I have asked about finding sum of higher elements in the row/column and got really good answer. However this approach does not allow me to manipulate current element.
My input dataframe is something like this:
array([[-1, 7, -2, 1, 4],
[ 6, 3, -3, 5, 1]])
Basically, I would like to have a output matrix which shows me for each element how many values are higher in the given row and column, like this:
array([[3, 0, 4, 2, 1],
[0, 2, 4, 1, 3]], dtype=int64)
scipy ranked
function really works well here. (Thanks to @Tom)
the tricky part is here since this matrix is correlation matrix and scores are between -1 and 1,
I would like to add one middle step (normalization factor) before counting higher values:
If the element is negative, add +3 to that element and then count how many values are higher
If the element is positive, subtract -3 from that element and then count how many values are higher in the row.
e.g.:
first element of row is negative we add +3 and then row would be
2 7 -2 1 4
-> sum of the higher values from that element is 2
second element of row is positive we subtract -3 and then row would be
-1 4 -2 1 4
-> sum of the higher values from that element is 0
...
so we do this normalization for each row and row-wise desired output would be:
2 0 2 3 1
1 3 4 2 3
I don't want to use loop for that because since the matrix is 11kx12k
, it takes so much time.
If I use ranked
with lamda
, than instead of doing for each element, It adds and subtracts in the same time to the all row values, which It is not what I want.
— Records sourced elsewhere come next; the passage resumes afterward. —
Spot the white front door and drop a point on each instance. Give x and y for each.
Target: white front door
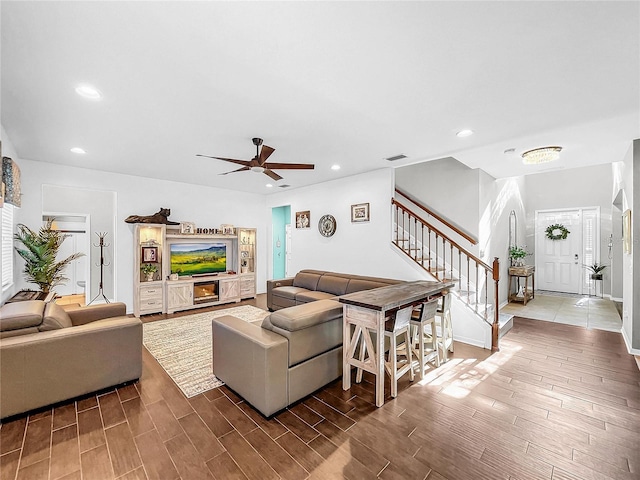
(559, 262)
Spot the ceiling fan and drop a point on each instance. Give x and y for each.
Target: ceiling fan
(259, 162)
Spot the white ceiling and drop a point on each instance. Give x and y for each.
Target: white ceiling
(322, 82)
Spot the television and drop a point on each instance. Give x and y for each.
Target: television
(202, 258)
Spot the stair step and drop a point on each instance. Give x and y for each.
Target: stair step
(505, 321)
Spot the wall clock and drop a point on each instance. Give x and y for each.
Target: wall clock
(327, 225)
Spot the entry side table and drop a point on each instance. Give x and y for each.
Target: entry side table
(516, 273)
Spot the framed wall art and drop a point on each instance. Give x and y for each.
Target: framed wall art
(187, 228)
(303, 219)
(149, 254)
(227, 229)
(360, 212)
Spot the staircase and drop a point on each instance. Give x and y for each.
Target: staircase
(476, 283)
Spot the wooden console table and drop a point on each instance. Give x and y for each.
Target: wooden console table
(367, 311)
(517, 273)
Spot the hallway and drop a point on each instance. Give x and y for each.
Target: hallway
(579, 310)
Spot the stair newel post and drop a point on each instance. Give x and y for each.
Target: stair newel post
(495, 327)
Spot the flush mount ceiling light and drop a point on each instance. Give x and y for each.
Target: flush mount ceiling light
(89, 92)
(541, 155)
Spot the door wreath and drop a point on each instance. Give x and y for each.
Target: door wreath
(557, 231)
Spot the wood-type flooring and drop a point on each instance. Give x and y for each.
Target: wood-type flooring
(557, 402)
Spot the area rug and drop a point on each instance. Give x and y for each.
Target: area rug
(183, 346)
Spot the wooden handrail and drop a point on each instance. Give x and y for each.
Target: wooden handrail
(442, 234)
(412, 247)
(413, 200)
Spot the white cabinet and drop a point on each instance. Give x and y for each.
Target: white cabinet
(247, 249)
(150, 298)
(158, 249)
(147, 269)
(179, 296)
(247, 286)
(229, 290)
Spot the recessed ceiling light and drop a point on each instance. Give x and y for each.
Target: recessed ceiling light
(541, 155)
(464, 133)
(89, 92)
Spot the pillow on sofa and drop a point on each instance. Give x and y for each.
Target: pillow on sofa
(21, 315)
(55, 317)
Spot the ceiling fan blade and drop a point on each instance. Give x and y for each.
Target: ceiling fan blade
(265, 153)
(234, 171)
(273, 175)
(232, 160)
(289, 166)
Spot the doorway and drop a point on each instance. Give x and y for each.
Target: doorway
(560, 264)
(280, 239)
(75, 228)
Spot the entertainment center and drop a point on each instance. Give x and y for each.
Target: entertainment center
(176, 271)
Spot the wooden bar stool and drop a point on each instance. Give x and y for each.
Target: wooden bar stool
(445, 331)
(424, 342)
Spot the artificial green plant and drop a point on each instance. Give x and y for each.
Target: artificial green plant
(39, 251)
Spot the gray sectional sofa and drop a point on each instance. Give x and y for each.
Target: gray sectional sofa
(49, 354)
(295, 350)
(311, 285)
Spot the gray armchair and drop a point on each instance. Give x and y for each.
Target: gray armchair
(49, 354)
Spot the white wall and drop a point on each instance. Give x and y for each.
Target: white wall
(631, 262)
(360, 248)
(7, 151)
(508, 196)
(572, 188)
(206, 206)
(437, 185)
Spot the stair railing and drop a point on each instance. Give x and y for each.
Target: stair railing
(435, 252)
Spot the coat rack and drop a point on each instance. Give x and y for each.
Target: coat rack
(102, 245)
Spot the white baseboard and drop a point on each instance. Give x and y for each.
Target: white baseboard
(627, 341)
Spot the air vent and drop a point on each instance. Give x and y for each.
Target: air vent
(396, 157)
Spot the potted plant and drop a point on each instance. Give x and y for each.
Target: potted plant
(149, 269)
(39, 251)
(517, 254)
(596, 270)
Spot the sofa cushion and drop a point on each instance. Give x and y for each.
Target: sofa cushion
(333, 284)
(359, 284)
(288, 292)
(307, 279)
(310, 296)
(311, 329)
(55, 317)
(305, 316)
(20, 315)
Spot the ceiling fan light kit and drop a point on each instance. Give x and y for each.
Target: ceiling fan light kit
(259, 163)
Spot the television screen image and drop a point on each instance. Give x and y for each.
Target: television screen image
(198, 258)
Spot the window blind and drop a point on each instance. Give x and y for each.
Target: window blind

corr = np.array([[-1, 7, -2, 1, 4],
[ 6, 3, -3, 5, 1]])
def element_wise_bigger_than(x, axis):
return x.shape[axis] - rankdata(x, method='max', axis=axis)
ld = lambda t: t + 3 if t<0 else t-3
f = np.vectorize(ld)
element_wise_bigger_than(f(corr), 1)
A possible solution, based on numba
and numba prange
to parallelize the for
loop:
from numba import jit, prange, njit, set_num_threads
import numpy as np
@njit(parallel=True)
def get_horizontal(a):
z = np.zeros((a.shape[0], a.shape[1]), dtype=np.int32)
for i in prange(a.shape[0]):
for j in range(a.shape[1]):
aux = a[i, j]
if a[i, j] < 0:
a[i, j] += 3
elif a[i, j] > 0:
a[i, j] -= 3
else:
pass
z[i, j] = (a[i, j] < a[i, :]).sum()
a[i, j] = aux
return z
a = np.array([[-1, 7, -2, 1, 4],
[ 6, 3, -3, 5, 1]])
set_num_threads(6) # to use only 6 threads
get_horizontal(a)
Runtime:
By using the following array,
a = np.random.randint(-10, 10, size=(11000, 12000))
the runtime, on my computer, is less than 1 minute.
Output:
array([[2, 0, 2, 3, 1],
[1, 3, 4, 2, 3]], dtype=int32)